Interviews

Severance’s Jen Tullock Confronts Religion and the Past in Nothing Can Take You From the Hand of God

Her solo show, directed by Jared Mezzocchi, runs off-Broadway at Playwrights Horizons.

Diane Snyder

Diane Snyder

| Off-Broadway |

October 16, 2025

Jen Tullock (© Jordan Best)
Jen Tullock
(© Jordan Best)

Jen Tullock thought she’d left her evangelical Christian upbringing behind her. Then two things happened: she suffered a ministroke and was forced to shelter in place during a tornado. Her response surprised her. “I found myself praying,” she says. “And when both of those instances had passed and the dust settled, I realized there were some vestiges of that time in my life that I hadn’t really looked at. I was curious about a story that told a really honest and nuanced take of a queer person who leaves a faith system because they have to, but never processes the grief over having left.”

The result, Nothing Can Take You From the Hand of God—a solo play written by Tullock with Frank Winters and directed by Jared Mezzocchi—deals with memory, those we leave behind and the things that stay with us. Tullock, one of the stars of the Emmy-winning Apple+ TV series Severance, plays all 11 characters in Playwrights Horizons’ off-Broadway production, notably Frances Reinhardt, a writer on a book tour whose experiences with Christianity are inspired by some of the things Tullock encountered.

“Her first book was a huge success and she’s really built a reputation on being a searing adversary to modern Christianity,” says Tullock. Initially, Frances seems in control of her story, “so the version of the characters we see early in the piece is through Frances’s point of view, until a certain chain of events occurs and she starts to lose control of that narrative.”

In the play, Frances ventures back to her childhood home, where she’s confronted with people whose memories of the past differ from hers—including those of her mother, Raelynn, and of a once-close friend, Agnieszka, now the mother of a young son. (Tullock portrays all three.)

“What the play is trying to examine is people hurting people,” she says. “What it also does is ask, ‘What happens when a traumatized person takes the story they’ve married themselves to in order to survive and uses it to manipulate other people?’”

Cameras are integral to the storytelling—the production uses seven, four of which are small Blackmagic cameras that Tullock operates manually—but she cautions theatergoers not to draw comparisons to Sarah Snook’s recent Broadway hit The Picture of Dorian Gray, another solo show that employed video. “Their use of cameras supported the thesis of that story, which is about opulence and vanity,” Tullock says. “The cameras, in my estimation, intentionally formed a voyeuristic ring around the performer.”
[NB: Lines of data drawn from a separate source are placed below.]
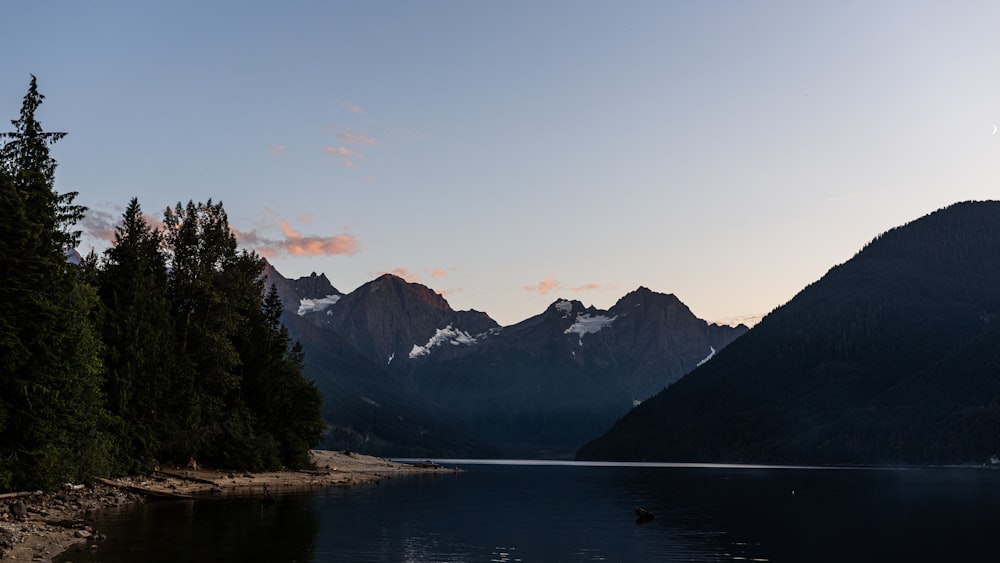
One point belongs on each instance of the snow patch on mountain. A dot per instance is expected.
(316, 305)
(589, 324)
(566, 307)
(448, 335)
(709, 357)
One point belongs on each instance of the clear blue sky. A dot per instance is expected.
(512, 153)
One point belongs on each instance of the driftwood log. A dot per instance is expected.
(143, 490)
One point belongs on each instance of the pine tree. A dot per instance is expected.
(51, 418)
(137, 330)
(288, 405)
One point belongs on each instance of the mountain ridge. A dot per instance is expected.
(889, 358)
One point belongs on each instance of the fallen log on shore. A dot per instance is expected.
(143, 490)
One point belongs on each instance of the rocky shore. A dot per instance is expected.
(38, 526)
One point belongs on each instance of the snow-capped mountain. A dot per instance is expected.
(540, 387)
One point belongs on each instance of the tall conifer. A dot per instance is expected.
(52, 417)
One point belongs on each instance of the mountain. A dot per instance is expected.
(465, 385)
(544, 386)
(891, 358)
(388, 317)
(366, 410)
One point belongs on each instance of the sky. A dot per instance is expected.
(509, 154)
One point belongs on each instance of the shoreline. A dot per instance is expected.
(40, 526)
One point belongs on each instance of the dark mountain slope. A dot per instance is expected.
(365, 410)
(892, 357)
(545, 385)
(385, 318)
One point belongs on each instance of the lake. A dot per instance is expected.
(544, 511)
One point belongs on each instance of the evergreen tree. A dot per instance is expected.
(51, 417)
(287, 404)
(137, 331)
(249, 404)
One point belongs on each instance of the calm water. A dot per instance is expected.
(503, 512)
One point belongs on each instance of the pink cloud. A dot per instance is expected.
(544, 286)
(345, 155)
(353, 108)
(288, 231)
(314, 246)
(294, 244)
(99, 225)
(355, 139)
(404, 272)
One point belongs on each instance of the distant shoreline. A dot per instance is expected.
(41, 526)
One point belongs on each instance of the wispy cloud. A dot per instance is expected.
(356, 139)
(99, 224)
(353, 108)
(548, 285)
(403, 272)
(293, 243)
(346, 156)
(543, 287)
PH Hand Of God Baranova 7836
Jen Tullock in Nothing Can Take You From the Hand of God
(© Maria Baranova)

In Nothing Can Take You From the Hand of God, it’s “the exact opposite,” she says. “We’re watching one body onstage control the technology herself, and it is less about voyeurism and more about watching someone try and control the story until she can’t anymore. We get to see a tight and well-functioning, well-oiled machine fall apart.”

Also integral to the story is Tullock’s own life. Growing up in Louisville, Kentucky, she attended an evangelical school and a megachurch that had very particular views of who she should be. “My primary and only education was through a Christian lens,” she says. “I was taught that my sole purpose in life was either to further God’s message on Earth or to be a housewife.”

Needless to say Tullock has broken free from that ideology, but in telling her story she wants to make sure she doesn’t hurt her family. “I have a lot of love for my family and the reasons that they chose that community and that faith system,” she says. “They’re not the choices I would make for myself, but as I’ve gotten older, I’ve come to have a lot more empathy and understanding around the fact that we are very different people.”

That’s not to say that she isn’t critical of the damage a dogmatic Christian upbringing can cause.

“Our play really holds the church’s feet to the fire,” Tullock says. But her view isn’t as black-and-white as it once was. “I was really comfortable with the narrative I had married myself to for many decades, which is, they are harmful and I was harmed. And while those things are still in many contexts true for me, I also am interested in looking at my own pain of my upbringing with this slightly more detailed lens. Pun intended.”